NAHA found instances in at least 15 states, including California, Texas, Florida, and New York, demonstrating this payment anomaly. The findings cover the period from January 1, 2023, to October 26, 2024.

The number of affected claims is estimated to be in the tens of thousands, potentially impacting millions of dollars in healthcare costs.

Specific Examples

One case cited by NAHA involved a patient in Texas undergoing a common surgical procedure. The primary insurer, Blue Cross Blue Shield of Texas, paid $1,200 for the procedure.

However, the secondary insurer, UnitedHealthcare, determined the allowed amount for the same procedure to be only $1,000. The patient received a bill for $200, the difference between the primary payer's payment and the secondary payer's allowed amount.

Similar cases have emerged, revealing this is not a isolated incident.

Who is Affected?

The primary victims are patients with dual insurance coverage.

These are often individuals with Medicare and a supplemental insurance plan, or those covered by two employer-sponsored plans. The increased financial burden puts them at high risk.

Healthcare providers are also impacted. They face increased administrative costs trying to reconcile these discrepancies, and are often forced to write off the outstanding balances.

Possible Causes

Several factors may contribute to this problem.

One possibility is outdated or inconsistent databases used by different insurers to determine allowed amounts. Variations in negotiated rates between insurers and providers also play a role.

According to health policy expert Dr. Emily Carter, "The lack of transparency in insurance contracts and the complexity of billing codes make it difficult to identify and correct these discrepancies. It's often a black box."

Regulatory Response and Investigation

State insurance regulators are beginning to take notice. The California Department of Managed Health Care has launched an investigation into the issue.

The department is requesting data from major insurers operating in the state to determine the extent of the problem and identify potential violations of state insurance laws.

Other states are expected to follow suit, with NAHA actively lobbying for similar investigations nationwide.

What's Next?

The immediate next steps involve gathering more data to quantify the scope of the problem.

NAHA is encouraging patients and providers to report instances of this payment discrepancy to their organization. Advocacy groups are pushing for greater transparency in insurance billing practices.

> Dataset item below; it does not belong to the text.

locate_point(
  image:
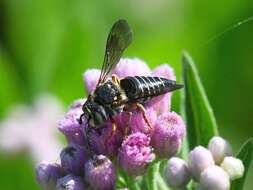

The investigation by the California Department of Managed Health Care could serve as a model for other states, potentially leading to regulatory changes and greater consumer protection.

Call to Action

Individuals with dual insurance coverage should carefully review their Explanation of Benefits (EOB) statements. Check for discrepancies between what the primary insurer paid and the allowed amount determined by the secondary insurer.

If a discrepancy is found, contact both insurers to inquire about the billing practices. Report any suspected violations to the state insurance regulator.

Transparency is key in healthcare pricing and billing.